It’s all very medical and I am learning (reading) loads of new words. I’m glad I have a solid background in microbiology and chemistry, because I do sometimes find words I recognise and can relate to!

Due to my tumour being estrophile the treatment regime targets both my hormone production and the tumour’s ability to feed off existing hormones. Zoladex is a long-acting depot injection that I will receive every 28 days and it’s in charge of reducing hormone production. Tamoxifen is a pill that I take once daily and it targets the tumour cells’ ability to utilize estrogen. After two weeks I am scheduled to have a new deep biopsy, to check the effects (if any) on the tumour cells. One of the results that will decide future treatment is the KI-67 antigen. If the current meds are sufficient, my KI-67 levels should have halved – but as mine are at 7.5% (“normal” level for estrophile breast cancer patients is 30%) it is highly doubtful this has happened, in which case I will also start taking Ibrance, which is a CDK-inhibitor, and its role is “preventing overproliferation of cancer cells”.

I like Wikipedia because it explains difficult medical stuff as simply as possible, which basically means I know most of the words and recognize some biological pathways from biochemistry! But as the authors formulate descriptions much better than I ever will, here’s their explanation of the drugs involved:

Ibrance/palbociclib is a selective inhibitor of the cyclin-dependent kinasesCDK4 and CDK6 (enzyme inhibitor).

Zoladex/goserelin acetate, is a drug used to suppress production of the sex hormones (testosterone and estrogen), particularly in the treatment of breast and prostate cancer.

Tamoxifen itself is a prodrug, having relatively little affinity for its target protein, the estrogen receptor (ER).

Unlike Ibrance, Tamoxifen and Zoladex have been used for many years and there are comprehensive lists of potential side effects of both.

The most commonly reported adverse reactions with ZOLADEX in breast cancer clinical trials were hot flashes (70%), decreased libido (47.7%), tumor flare (23%), nausea (11%), edema (5%), and malaise/fatigue/lethargy (5%). Injection site reactions were reported in less than 1% of patients.

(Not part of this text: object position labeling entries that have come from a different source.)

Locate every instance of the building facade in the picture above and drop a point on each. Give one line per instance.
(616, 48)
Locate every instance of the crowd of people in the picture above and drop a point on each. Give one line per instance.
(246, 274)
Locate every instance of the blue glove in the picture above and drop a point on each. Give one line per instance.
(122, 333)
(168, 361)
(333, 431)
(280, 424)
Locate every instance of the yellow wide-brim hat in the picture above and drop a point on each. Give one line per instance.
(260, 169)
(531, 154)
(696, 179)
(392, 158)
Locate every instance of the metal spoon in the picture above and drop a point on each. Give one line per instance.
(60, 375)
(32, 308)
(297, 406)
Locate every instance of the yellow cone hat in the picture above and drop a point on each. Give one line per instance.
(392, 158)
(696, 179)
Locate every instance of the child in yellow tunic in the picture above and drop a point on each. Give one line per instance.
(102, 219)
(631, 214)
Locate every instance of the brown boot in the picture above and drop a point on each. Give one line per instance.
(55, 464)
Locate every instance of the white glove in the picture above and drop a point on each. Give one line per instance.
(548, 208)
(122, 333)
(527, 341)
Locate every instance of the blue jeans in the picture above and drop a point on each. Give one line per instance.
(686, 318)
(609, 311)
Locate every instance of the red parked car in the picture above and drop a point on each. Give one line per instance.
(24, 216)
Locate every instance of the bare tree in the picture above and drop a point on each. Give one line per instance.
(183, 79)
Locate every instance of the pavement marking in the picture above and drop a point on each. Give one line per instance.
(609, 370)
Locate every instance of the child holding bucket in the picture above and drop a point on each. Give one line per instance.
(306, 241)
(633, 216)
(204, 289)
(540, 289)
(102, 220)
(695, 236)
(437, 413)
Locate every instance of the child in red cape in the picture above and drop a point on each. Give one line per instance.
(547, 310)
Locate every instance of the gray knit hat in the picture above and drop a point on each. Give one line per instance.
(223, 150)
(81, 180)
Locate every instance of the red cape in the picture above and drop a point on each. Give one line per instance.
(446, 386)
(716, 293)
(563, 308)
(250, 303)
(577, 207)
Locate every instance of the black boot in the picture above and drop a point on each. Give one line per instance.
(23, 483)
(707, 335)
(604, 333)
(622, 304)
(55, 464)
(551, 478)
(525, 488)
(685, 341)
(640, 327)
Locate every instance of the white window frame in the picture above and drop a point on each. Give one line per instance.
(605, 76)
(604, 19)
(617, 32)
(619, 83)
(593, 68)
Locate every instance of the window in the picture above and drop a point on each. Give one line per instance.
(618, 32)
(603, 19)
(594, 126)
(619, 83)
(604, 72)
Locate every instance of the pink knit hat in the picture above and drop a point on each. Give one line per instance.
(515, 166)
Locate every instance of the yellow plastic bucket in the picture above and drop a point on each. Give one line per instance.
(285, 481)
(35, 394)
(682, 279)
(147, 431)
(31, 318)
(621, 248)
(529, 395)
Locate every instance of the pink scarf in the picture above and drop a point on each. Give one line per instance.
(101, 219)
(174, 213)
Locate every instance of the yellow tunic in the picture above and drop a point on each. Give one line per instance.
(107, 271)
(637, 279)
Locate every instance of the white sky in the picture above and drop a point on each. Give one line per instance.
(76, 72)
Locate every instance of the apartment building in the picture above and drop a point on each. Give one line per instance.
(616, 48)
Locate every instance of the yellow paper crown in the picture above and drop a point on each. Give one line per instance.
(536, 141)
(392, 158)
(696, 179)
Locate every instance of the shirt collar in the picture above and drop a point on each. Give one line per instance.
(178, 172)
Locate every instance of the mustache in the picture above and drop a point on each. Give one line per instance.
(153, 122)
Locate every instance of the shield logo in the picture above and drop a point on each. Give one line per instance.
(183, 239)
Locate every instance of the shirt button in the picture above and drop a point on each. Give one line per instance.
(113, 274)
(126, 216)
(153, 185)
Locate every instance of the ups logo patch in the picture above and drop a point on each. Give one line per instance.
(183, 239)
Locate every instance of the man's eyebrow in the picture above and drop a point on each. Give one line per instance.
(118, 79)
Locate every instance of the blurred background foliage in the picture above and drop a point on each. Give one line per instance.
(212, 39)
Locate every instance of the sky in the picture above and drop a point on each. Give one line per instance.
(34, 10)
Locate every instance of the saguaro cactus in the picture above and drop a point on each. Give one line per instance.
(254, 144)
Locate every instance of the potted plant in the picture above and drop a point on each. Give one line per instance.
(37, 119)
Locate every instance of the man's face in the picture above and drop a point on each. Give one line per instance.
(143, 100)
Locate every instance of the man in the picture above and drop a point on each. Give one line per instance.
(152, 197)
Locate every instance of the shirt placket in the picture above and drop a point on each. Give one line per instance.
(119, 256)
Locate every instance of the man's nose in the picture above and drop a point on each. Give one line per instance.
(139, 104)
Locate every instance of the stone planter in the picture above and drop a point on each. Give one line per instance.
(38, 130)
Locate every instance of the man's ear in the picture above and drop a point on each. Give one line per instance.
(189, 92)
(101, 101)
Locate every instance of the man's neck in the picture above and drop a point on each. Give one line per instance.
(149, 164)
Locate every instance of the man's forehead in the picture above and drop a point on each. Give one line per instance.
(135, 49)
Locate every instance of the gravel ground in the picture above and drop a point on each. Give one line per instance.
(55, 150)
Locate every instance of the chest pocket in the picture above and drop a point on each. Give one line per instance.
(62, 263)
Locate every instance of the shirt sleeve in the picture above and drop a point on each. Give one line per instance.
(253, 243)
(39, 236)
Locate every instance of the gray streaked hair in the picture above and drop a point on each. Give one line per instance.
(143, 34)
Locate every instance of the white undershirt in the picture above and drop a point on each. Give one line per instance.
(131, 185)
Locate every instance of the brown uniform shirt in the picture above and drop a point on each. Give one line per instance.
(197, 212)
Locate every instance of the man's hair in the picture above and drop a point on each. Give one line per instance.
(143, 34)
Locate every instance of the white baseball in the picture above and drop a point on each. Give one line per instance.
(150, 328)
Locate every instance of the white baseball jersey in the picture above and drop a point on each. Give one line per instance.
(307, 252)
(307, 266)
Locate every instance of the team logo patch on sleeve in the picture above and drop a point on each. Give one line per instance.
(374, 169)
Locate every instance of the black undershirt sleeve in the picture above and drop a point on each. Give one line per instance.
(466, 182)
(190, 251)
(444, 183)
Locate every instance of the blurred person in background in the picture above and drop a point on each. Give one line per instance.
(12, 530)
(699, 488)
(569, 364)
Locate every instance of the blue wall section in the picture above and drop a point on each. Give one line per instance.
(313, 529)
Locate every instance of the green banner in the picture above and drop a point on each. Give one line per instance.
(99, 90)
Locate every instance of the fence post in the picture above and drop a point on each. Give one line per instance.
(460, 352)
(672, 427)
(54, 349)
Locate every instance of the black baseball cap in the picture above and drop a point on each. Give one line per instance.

Commonly reported side effects of tamoxifen include: amenorrhea, fluid retention, hot flash, nausea, vaginal discharge, vaginal hemorrhage, weight loss, and skin changes. Other side effects include: infection, sepsis, alopecia, constipation, cough, diarrhea, edema, increased serum aspartate aminotransferase, menstrual disease, oligomenorrhea, ostealgia, vomiting, and weight gain (these may or may not appear until years after treatment)

Ibrance, on the other hand, got an accelerated approval by the FDA on February 2nd, 2015. According to TV2, “In 2015, a study of cancer drug palbociclib (Ibrance) was stopped because the results were so good that it was not prudent to continue and give some of the study participants placebo medicine”. Ibrance was approved by Norwegian health authorities on November 9th, 2016.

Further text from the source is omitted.